Friday, Nov. 17, 1967

Speak to Me!

THE MIND OF THE DOLPHIN: A NONHUMAN INTELLIGENCE by John Cunningham Lilly, M.D. 310 pages. Doubleday, $5.95.

Like Dr. John Dolittle, Dr. John Lilly is possessed by the idea that humans can and should learn to communicate with other species. To that end, he has spent the past several years learning about bottlenose dolphins, the species that he believes will eventually make the breakthrough.

Why dolphins? Lilly explains that the brain of the seagoing mammal, which is 20% to 40% larger than man's, seems to be at least as complex in structure. This, as well as the dolphin's clever mannerisms, suggests to him that its intelligence may be equal to or even surpass man's.
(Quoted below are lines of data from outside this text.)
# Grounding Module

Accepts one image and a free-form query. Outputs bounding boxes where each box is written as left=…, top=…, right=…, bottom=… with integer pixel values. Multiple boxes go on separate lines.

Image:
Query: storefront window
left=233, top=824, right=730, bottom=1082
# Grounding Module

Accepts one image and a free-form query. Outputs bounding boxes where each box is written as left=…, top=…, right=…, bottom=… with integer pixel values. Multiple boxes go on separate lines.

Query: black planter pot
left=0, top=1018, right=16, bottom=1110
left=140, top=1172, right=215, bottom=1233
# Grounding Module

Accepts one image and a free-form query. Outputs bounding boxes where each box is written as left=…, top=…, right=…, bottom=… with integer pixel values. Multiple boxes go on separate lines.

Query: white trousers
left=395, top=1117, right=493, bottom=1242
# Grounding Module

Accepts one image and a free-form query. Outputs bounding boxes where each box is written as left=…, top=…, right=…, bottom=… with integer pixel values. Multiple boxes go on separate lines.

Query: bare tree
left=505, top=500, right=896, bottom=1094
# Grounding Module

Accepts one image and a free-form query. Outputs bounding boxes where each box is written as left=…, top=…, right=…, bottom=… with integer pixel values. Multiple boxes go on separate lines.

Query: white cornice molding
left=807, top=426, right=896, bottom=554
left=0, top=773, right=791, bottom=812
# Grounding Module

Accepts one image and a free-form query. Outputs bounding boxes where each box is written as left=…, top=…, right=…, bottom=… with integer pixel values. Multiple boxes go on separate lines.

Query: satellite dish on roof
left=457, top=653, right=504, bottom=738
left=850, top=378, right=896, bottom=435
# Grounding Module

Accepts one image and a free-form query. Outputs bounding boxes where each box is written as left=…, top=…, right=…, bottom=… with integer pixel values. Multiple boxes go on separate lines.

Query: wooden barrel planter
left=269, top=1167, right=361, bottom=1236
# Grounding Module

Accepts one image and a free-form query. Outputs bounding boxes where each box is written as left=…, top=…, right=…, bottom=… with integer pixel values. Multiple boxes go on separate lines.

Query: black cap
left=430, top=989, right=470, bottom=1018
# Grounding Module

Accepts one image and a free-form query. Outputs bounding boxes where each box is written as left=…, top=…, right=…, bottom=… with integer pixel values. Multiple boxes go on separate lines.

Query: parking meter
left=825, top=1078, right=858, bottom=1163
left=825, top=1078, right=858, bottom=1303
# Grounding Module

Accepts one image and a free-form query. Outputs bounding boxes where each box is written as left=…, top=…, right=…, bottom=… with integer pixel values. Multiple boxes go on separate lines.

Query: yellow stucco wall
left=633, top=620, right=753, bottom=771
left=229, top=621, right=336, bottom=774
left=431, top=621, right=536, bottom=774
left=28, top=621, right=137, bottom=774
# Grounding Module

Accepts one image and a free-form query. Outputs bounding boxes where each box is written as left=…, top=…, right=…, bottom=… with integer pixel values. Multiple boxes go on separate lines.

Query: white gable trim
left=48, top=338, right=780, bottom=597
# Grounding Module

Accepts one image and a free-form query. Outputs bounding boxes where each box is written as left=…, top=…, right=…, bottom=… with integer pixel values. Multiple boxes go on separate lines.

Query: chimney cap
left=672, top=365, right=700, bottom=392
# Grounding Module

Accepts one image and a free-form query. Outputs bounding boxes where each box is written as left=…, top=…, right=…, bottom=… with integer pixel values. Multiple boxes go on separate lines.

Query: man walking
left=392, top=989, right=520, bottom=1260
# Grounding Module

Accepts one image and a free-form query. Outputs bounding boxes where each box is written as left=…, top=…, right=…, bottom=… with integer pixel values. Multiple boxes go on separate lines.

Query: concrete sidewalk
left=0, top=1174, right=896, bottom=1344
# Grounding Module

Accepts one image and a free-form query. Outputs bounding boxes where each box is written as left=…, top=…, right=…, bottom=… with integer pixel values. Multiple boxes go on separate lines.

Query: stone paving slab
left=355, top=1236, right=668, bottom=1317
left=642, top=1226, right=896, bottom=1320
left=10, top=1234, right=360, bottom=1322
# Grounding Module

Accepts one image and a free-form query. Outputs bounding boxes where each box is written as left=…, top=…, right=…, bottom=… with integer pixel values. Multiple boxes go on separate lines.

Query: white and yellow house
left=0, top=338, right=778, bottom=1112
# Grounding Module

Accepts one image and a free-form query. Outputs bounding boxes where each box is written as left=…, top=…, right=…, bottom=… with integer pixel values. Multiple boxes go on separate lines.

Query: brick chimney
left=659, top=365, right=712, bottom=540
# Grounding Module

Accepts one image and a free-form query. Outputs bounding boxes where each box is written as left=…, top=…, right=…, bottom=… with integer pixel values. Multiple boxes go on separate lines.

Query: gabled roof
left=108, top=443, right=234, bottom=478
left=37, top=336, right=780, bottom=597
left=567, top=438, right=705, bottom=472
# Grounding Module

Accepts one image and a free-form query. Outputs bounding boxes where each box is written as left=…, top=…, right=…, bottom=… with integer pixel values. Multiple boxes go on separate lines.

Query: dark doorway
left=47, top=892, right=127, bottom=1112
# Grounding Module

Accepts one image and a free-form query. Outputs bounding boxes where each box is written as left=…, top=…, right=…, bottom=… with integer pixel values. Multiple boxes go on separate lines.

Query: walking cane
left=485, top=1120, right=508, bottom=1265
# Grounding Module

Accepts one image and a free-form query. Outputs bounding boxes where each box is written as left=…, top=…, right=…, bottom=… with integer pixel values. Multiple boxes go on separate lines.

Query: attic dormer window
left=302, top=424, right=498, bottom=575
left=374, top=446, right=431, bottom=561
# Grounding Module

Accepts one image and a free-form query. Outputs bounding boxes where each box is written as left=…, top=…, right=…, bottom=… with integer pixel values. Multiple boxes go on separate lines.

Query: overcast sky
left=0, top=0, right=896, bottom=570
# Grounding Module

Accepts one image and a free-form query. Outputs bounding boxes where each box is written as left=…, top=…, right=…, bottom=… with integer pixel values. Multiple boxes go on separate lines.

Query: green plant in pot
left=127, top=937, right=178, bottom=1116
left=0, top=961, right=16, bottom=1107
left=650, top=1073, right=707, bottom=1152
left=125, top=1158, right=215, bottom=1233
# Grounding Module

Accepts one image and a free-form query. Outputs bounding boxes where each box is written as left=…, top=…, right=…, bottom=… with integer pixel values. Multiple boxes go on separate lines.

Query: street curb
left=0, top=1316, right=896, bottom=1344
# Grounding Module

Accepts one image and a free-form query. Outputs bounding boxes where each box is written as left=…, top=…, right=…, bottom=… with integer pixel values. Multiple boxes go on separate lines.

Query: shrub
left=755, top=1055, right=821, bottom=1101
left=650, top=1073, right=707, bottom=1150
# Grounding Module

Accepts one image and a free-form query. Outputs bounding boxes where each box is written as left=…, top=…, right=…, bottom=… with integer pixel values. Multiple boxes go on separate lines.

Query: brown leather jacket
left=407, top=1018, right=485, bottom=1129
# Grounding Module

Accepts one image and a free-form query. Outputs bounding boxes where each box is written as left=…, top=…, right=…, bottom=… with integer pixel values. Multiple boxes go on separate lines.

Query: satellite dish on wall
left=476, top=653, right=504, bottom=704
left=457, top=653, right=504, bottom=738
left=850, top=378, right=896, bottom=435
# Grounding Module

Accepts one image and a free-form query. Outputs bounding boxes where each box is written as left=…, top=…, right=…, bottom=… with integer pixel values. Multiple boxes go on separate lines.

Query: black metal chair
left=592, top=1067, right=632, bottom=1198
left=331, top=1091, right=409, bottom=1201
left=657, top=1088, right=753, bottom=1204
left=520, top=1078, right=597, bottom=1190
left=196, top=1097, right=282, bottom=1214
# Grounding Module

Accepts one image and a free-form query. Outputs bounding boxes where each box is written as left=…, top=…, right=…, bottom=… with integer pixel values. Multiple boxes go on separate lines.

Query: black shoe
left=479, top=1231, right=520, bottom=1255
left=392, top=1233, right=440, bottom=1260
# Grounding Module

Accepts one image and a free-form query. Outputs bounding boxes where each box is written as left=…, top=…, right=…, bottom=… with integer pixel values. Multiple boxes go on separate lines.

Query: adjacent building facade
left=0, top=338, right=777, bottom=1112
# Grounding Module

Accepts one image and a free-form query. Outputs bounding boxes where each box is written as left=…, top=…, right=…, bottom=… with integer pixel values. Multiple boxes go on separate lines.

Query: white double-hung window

To measure the extent and nature of that intelligence, Lilly established his unique Dolphin Point Laboratory in the Virgin Islands, and in this intriguing but eccentric book he describes how he has examined and trained dolphins, recorded and analyzed their voices, lived like them--and even with them. Lilly, a neurophysiologist who has also had training in physics and biophysics, has spent hours underwater in a darkened pool, attempting to understand the sensations experienced by dolphins. He believes that dolphins try to communicate with man by mimicking human voices and he has cooperated in experiments trying to teach dolphins to speak English. (No success as yet.)

Margaret Howe, Lilly's attractive young researcher, actually lived with a dolphin named Peter in a flooded room for 21 months in an attempt to communicate more effectively. She found Peter to be very responsive. As a matter of fact, Peter exhibited considerable interest in effecting some kind of sexual breakthrough, indicating that Dr. Lilly may be a good deal nearer the truth about inter-species communication than even he suspected.

Lilly undermines his accomplishments, and his book, with a stubborn allegiance to an unsubstantiated theory: that mammals with brains larger than man's are more intelligent than man. Without offering any scientific documentation, he suggests that the sperm whale, whose brain is six times as big as man's, could hear a symphony once, store it in his computerlike mind and play it back to himself note by note. Says Lilly wistfully: "I would like to exchange ideas with a sperm whale." The last fellow who dared to say that was Captain Ahab.